ControlBilling behavior
SpeedNot billed - adjusting rate doesn’t affect billing
PronunciationBilled by underlying word - IPA input is not billed

Example: Hello, \{"word": "Mr.", "pronounce": "ˈmɪstɚ"\} Bond. is billed as Hello, Mr.

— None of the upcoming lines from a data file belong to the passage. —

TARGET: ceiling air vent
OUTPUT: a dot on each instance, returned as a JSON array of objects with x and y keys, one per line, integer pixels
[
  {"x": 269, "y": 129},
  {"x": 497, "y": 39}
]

Bond. (16 characters)

Response headers

HTTP/1.1 200 OK
content-type: audio/mpeg
dg-request-id: req_xyz789
dg-model-name: aura-2-thalia-en
dg-char-count: 47
dg-pronunciations-applied: 2
dg-speed-used: 0.8
HeaderDescription
dg-pronunciations-appliedNumber of pronunciation overrides applied
dg-speed-usedEffective speaking rate used
dg-pronunciation-warningsNon-fatal warnings for invalid IPA

Error handling

Speed out of range

1{"err_code": "speed_out_of_range", "err_msg": "Speed must be between 0.7 and 1.5"}

Invalid pronunciation

1{"err_code": "pronunciation_invalid", "err_msg": "Invalid IPA notation for 'azathioprine'"}

Limits

LimitValue
Max input text length2000 characters
Speed range0.7 - 1.5
Max pronunciations per request500
Max IPA string length128 characters

Early access scope

FeatureREST APIWebSocketLanguages
Speed controlYesComing soonEnglish (en)
Pronunciation controlYesComing soonEnglish (en)

Pause control and WebSocket support are planned for future releases.